The following is a typical example of creating a cluster with three OSDs and three reactors per OSD, and the desired CPU allocation policy:

# MDS=0 MON=1 OSD=3 MGR=1 /ceph/src/vstart.sh --new -x --localhost --without-dashboard --cyanstore --redirect-output --crimson --crimson-smp 3 --no-restart --crimson-balance-cpu osd

The following is the corresponding CPU distribution:

The following snippet shows the typical usage of the balance-cpu.py script:

lscpu --json > /tmp/numa_nodes.json
python3 ${CEPH_DIR}/../src/tools/contrib/balance-cpu.py -o $CEPH_NUM_OSD -r $crimson_smp \
  -b $balance_strategy -u /tmp/numa_nodes.json > /tmp/numa_args.out

the accepted balance strategies are "osd" or "socket".
the file produced /tmp/numa_args.out contains the list of CPU ids that vstart.sh consumes to issue the corresponding ceph configuration commands.

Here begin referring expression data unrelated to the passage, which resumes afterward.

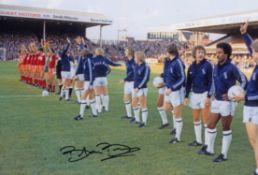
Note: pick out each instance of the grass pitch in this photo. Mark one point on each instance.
(34, 128)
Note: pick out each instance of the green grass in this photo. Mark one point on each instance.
(34, 128)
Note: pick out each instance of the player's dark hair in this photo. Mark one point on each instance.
(227, 49)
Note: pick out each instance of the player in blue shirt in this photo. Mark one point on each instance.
(102, 69)
(141, 78)
(199, 83)
(174, 78)
(250, 113)
(225, 75)
(128, 82)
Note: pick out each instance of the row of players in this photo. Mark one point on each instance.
(205, 86)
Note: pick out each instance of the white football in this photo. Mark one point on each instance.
(157, 81)
(235, 90)
(45, 93)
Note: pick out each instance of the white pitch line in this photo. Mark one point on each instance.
(19, 96)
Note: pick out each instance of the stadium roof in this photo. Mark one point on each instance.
(223, 24)
(91, 19)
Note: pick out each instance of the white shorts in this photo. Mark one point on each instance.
(224, 108)
(197, 101)
(80, 77)
(128, 87)
(141, 92)
(161, 91)
(182, 93)
(250, 114)
(175, 98)
(66, 75)
(100, 81)
(87, 86)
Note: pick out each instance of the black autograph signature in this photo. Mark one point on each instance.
(109, 150)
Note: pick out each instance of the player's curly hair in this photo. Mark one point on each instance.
(255, 45)
(198, 47)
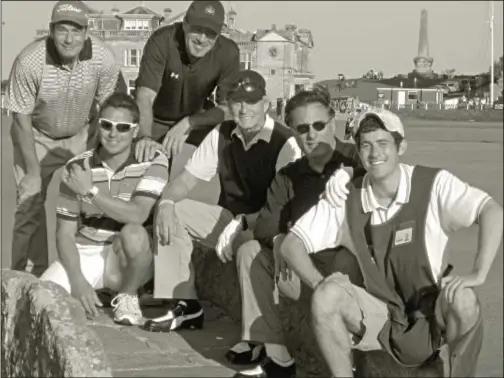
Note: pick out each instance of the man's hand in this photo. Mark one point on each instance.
(79, 179)
(176, 137)
(224, 246)
(166, 222)
(84, 292)
(281, 268)
(145, 149)
(336, 191)
(29, 186)
(450, 285)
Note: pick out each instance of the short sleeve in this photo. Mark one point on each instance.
(155, 178)
(68, 205)
(152, 65)
(290, 152)
(109, 75)
(205, 160)
(459, 203)
(23, 87)
(321, 227)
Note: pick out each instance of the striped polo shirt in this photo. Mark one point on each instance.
(57, 97)
(132, 179)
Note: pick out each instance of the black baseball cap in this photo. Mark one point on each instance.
(206, 14)
(247, 85)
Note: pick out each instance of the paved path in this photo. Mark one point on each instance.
(133, 352)
(472, 152)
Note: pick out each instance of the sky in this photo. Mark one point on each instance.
(350, 37)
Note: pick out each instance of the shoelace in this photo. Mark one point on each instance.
(125, 302)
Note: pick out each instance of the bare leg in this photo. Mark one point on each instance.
(336, 314)
(133, 247)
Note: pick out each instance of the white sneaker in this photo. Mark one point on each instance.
(126, 309)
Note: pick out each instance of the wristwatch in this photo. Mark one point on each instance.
(91, 194)
(243, 220)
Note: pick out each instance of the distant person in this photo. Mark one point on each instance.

The grid can be printed as follows:

  [ ! -f "${NUMA_NODES_OUT}" ] && lscpu --json > ${NUMA_NODES_OUT}
  python3 /ceph/src/tools/contrib/tasksetcpu.py -c $TEST_NAME -u ${NUMA_NODES_OUT} -d ${RUN_DIR}

Performance

The following charts show the comparison of IOPs for the three CPU allocation policies: default (contiguous allocation, no balance), OSD-based, NUMA socket-based. It is interesting to note that there does not seem to be any significant throughput degradation, for this small configuration (3 OSD, 3 reactors). However, the OSD-based allocation requires higher memory utilisation than the other two configurations, which is an interesting finding and requires further investigation.